I especially enjoyed the sections on the importance of presence and expressed delight. I crave being around my attachment partner a lot, but I know not all time spent in proximity is created equal. Fern promotes having direct conversations with partners about their expectations regarding texting response times, cell phone use during dates, and whether or not it’s okay to check notifications while in bed with a partner. These are the kinds of topics many straight monogamous couples never discuss and instead quietly simmer about. Any relationship could benefit from bringing these tensions out into the open.
At its best, Polysecure offers a clarifying update on the old attachment literature, which never suited the many unique desires and vulnerabilities of marginalized people all that well. Many of Fern’s frameworks are illuminating, and some of her exercises would be useful to monogamous and polyamorous people alike.
The great letdown of the book is that Fern doesn’t challenge conventional relationship norms or explore the role of systemic oppression further. Rather than fully celebrating the many distinct ways people can experience pleasure, security, and love, Fern imposes a singular, self-sufficient norm on her readers, many of whom will be neurodivergent people who just aren’t well suited to it.
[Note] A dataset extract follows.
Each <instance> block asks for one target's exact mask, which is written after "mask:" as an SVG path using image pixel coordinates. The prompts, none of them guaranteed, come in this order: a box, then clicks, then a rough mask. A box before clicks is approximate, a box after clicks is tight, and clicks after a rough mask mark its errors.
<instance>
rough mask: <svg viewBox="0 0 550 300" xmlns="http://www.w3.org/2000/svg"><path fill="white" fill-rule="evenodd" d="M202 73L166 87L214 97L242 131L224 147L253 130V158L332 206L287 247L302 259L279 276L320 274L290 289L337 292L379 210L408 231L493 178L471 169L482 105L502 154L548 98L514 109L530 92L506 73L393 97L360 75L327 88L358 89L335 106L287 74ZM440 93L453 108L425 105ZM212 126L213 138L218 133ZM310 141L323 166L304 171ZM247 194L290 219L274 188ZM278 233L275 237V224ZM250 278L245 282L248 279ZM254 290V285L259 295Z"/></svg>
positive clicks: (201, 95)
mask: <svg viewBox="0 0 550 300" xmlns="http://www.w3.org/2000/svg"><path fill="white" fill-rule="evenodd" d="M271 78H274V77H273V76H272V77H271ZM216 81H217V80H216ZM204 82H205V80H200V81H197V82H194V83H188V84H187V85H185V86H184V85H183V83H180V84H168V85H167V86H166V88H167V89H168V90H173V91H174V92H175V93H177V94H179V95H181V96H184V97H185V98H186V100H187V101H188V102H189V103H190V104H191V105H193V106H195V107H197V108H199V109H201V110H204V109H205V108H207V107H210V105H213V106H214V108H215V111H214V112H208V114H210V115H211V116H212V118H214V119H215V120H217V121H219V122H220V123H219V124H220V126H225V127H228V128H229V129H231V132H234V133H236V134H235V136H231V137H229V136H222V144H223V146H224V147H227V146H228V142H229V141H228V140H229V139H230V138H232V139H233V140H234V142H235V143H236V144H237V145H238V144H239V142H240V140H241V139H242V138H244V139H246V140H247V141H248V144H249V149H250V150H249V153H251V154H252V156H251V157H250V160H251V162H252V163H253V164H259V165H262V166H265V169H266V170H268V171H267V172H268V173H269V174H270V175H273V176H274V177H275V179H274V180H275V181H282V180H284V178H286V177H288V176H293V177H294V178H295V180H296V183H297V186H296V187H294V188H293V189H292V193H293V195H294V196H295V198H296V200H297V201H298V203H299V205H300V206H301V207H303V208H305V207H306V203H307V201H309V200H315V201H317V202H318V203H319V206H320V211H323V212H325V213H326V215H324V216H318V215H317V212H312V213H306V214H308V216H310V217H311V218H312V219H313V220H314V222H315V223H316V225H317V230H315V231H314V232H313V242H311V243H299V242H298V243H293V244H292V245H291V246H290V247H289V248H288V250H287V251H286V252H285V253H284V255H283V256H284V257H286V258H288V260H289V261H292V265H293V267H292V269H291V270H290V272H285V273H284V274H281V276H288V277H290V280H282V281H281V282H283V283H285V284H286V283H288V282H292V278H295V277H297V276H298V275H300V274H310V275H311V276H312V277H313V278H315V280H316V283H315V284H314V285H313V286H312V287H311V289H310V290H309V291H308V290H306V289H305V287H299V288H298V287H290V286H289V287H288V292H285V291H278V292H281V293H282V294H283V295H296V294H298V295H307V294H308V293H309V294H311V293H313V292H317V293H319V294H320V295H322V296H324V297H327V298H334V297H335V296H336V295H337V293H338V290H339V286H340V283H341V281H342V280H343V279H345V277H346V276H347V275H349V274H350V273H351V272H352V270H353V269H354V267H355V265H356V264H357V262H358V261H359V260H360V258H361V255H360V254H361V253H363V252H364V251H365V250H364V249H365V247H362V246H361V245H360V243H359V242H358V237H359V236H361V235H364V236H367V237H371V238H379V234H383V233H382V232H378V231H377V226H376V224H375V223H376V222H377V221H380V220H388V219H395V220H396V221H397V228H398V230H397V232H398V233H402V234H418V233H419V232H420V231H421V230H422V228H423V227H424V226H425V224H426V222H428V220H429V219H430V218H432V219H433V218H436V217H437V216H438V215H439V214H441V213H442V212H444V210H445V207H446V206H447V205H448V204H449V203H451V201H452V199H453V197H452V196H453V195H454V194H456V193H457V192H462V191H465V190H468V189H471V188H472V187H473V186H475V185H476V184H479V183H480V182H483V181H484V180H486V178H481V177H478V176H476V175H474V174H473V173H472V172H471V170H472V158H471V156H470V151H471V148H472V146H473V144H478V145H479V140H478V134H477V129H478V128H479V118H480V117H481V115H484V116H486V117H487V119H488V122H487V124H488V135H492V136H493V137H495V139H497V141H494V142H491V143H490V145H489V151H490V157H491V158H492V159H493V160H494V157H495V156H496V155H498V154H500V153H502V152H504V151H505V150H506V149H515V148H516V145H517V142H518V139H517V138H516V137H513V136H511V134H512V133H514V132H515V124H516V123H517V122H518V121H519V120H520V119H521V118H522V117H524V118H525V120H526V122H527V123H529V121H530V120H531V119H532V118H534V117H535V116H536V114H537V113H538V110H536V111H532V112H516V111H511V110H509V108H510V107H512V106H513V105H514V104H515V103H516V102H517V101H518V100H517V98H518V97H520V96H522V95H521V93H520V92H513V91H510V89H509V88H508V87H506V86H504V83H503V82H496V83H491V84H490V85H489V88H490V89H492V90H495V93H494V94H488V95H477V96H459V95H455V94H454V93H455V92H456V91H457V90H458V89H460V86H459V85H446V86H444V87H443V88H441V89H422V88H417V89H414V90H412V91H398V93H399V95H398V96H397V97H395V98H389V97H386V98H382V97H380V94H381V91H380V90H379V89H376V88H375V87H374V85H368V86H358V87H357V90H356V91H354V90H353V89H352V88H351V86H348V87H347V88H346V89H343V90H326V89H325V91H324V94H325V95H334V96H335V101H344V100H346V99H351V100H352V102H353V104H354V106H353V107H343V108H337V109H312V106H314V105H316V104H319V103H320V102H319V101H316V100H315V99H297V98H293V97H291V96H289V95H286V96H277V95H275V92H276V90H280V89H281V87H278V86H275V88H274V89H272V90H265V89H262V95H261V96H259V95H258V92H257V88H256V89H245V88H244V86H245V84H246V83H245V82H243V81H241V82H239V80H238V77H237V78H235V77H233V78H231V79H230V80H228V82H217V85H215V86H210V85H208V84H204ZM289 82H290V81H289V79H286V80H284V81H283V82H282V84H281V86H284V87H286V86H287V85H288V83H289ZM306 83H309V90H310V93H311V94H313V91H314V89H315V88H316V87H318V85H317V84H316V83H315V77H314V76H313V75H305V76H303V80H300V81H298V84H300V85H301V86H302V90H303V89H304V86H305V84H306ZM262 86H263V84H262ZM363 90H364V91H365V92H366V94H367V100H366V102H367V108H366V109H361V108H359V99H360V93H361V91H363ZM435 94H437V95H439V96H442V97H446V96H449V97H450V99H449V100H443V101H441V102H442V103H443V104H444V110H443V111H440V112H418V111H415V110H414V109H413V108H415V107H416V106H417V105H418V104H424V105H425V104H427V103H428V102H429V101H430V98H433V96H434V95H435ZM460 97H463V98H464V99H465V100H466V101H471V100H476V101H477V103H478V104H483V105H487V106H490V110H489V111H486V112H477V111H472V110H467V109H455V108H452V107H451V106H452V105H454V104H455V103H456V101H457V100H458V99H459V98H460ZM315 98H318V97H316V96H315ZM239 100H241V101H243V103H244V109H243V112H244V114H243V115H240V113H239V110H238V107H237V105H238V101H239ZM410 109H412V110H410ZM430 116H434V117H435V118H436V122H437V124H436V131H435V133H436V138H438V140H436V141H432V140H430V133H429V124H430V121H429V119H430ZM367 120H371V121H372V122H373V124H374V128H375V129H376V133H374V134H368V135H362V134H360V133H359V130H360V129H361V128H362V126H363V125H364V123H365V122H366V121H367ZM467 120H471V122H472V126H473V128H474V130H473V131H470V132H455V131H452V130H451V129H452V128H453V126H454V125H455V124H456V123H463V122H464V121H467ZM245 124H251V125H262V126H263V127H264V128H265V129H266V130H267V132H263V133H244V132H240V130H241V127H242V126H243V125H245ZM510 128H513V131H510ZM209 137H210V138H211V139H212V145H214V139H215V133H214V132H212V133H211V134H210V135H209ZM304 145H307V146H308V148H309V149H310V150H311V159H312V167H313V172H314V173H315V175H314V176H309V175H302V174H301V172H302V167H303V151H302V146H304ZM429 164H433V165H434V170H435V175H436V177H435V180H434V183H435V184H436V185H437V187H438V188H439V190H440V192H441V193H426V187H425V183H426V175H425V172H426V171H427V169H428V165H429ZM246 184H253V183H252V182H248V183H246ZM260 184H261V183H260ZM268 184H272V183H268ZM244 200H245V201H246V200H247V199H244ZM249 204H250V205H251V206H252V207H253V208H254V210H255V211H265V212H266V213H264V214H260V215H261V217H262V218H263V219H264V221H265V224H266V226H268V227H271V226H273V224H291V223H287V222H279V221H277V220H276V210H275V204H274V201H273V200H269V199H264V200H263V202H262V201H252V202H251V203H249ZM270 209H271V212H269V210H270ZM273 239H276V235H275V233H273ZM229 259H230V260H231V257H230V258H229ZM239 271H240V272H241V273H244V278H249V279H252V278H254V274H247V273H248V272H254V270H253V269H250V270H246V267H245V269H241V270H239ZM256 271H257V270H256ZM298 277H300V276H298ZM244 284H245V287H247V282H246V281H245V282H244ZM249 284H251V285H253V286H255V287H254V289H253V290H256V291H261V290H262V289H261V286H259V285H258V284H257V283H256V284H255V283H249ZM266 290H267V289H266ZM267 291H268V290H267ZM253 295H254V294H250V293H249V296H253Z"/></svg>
By contradicting her own structural critique with a list of generic recommendations for self-care and personal optimization, Fern perpetuates the frustrating capitalistic double-speak endemic to the self-help genre. I say this as a psychologist and self-help author who continually grapples with how to strike a balance between systems analysis and prescriptive take-aways in my own work. I’m hard on her here because I’m hard on myself, and because I think as psychological professionals, we have a responsibility to challenge the individualistic, ableist norms of our fields.
I’d give this book a solid three out of five stars, and recommend it with heavy caveats to readers interested in nonmonogamy, trauma recovery, attachment insecurity, and queer issues. For those who, like me, find its social critique wanting, I can suggest the housing chapter of Eric Garcia’s book We’re Not Broken. I’ll also pass along a Tumblr follower’s recommendation of Love’s Not Color Blind by Kevin Patterson, which is next on my list.